USDOT Hammers Down on Human Trafficking

traffic at night

The U.S. Department of Transportation recently underscored collaborative anti-human trafficking efforts across various transportation modes. Secretary Pete Buttigieg emphasized the Transportation Leaders Against Human Trafficking campaign, a joint safety initiative addressing the issue throughout the transportation system.

“The horrors of human trafficking are far reaching, but together, we have the power to detect and prevent them,” Buttigieg said. This spotlight coincided with National Human Trafficking Prevention Month in January.

“We’re empowering America’s transportation workforce and the traveling public — hundreds of millions strong — to be the eyes and ears of a collective effort to combat trafficking,” Buttigieg said.

As part of the initiative, the Department of Transportation outlined mode-specific indicators related to human trafficking. For the trucking industry, these indicators encompass sites with unusually high security measures, out-of-place vans near truck areas, vehicles dropping off and picking up individuals by trucks, and unsupervised travel by minors.

Stakeholders like Truckers Against Trafficking and the American Trucking Associations actively contribute resources to combat human trafficking. The ATA is part of the Transportation Leaders Against Human Trafficking initiative, engaging in training, education, policy development, public campaigns, and networking forums.

“Members of the trucking, bus and energy industries are invaluable in the fight against this heinous crime. As the eyes and ears of our nation’s highways, you are in a unique position to make a difference and close loopholes to traffickers who seek to exploit our transportation system for their personal gain,” said Truckers Against Trafficking.

On Capitol Hill, lawmakers, such as Reps. Brian Fitzpatrick (R-Pa.) and Bill Keating (D-Mass.), are continually working on legislation to address this societal issue. The recently introduced End Banking for Human Traffickers Act aims to enhance collaboration between the private sector and law enforcement to combat financial crimes associated with trafficking. The bill also seeks to improve training and examination procedures for detecting transactions linked to human trafficking by the Federal Financial Institutions Examination Council.

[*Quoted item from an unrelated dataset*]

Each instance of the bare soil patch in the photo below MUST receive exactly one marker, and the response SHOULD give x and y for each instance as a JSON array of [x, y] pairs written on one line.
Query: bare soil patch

“Traffickers utilize the services of banks, credit card companies and money transfer businesses around the world to launder illegal funds. Our bipartisan End Banking for Human Traffickers Act would strengthen collaborative efforts to keep these criminals from being able to use the global financial apparatus for their heinous activities,” Fitzpatrick said. “I am grateful for Rep. Keating’s partnership in this critical effort to both halt traffickers’ access to financial institutions and the ability to exploit their victims. … The End Banking for Human Traffickers Act is vital legislation which will close loopholes and direct regulators to work with law enforcement to combat the use of the financial system by human traffickers.”

Highlighting the severity of the issue, the International Labour Organization reported that in 2021, nearly 50 million people were living in modern forms of slavery.